Liar's Poker was autobiographical, though. He should have got that right :-)


While I agree that Flash Boys was below par, what's wrong with The Big Short? I thought that was well done, accessible, and largely accurate.


I think it's probably because I was there for it. His construction of the narrative, while better than many (including many straight journalists) ends up sort of falsely casting people into hero/fool/villain roles that make the book work as an entertainment, but don't fully hold up.

It's a decent book, and a decent movie (kudos for one particular scene where I recognized data from the actual LoanPerformance database) I actually prefer the movie Margin Call for more accurately capturing the feel of the crisis from inside a bank.
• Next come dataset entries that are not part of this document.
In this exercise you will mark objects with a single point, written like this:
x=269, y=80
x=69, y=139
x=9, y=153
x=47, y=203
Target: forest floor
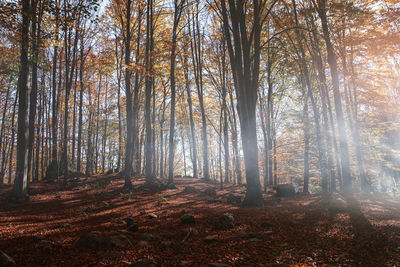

But wasn't the point of the Big Short to show the perspective of people "outside" the mainstream who made big bets against the system/banks? Not surprising then that it didn't really show what was happening in the banks themselves.


No, the book is very different from the movie, I'd say it's almost the opposite in that it was mostly narrated from the perspective of the banks.

Another compounding factor is people often assume the message is "banks bad" but it's more "oh this system was so complex that any one individual did not understand the impact of their decision(s), much much more than everyone/anyone was playing super fast and loose from their particular perspective "


I liked The Big Short.

On a different but related note, I also really enjoyed the Compleat Ubernerd, written by Tanta, all about mortgage servicing in the mid 2000s: https://www.calculatedriskblog.com/2007/07/compleat-ubernerd...

I'm not sure how it has aged (no Dodd-Frank updates, the author has passed away) but it was glorious in its time.


Tanta was the ABSOLUTE BEST writing on the financial crisis as it was happening. You've made it when Federal Reserve Bank of NY cites your blog in a footnote in their research report.

https://www.newyorkfed.org/medialibrary/media/research/staff...

The CR blog was not the same after she passed away.


Agreed, Calculated Risk was required reading at the time. So much insight.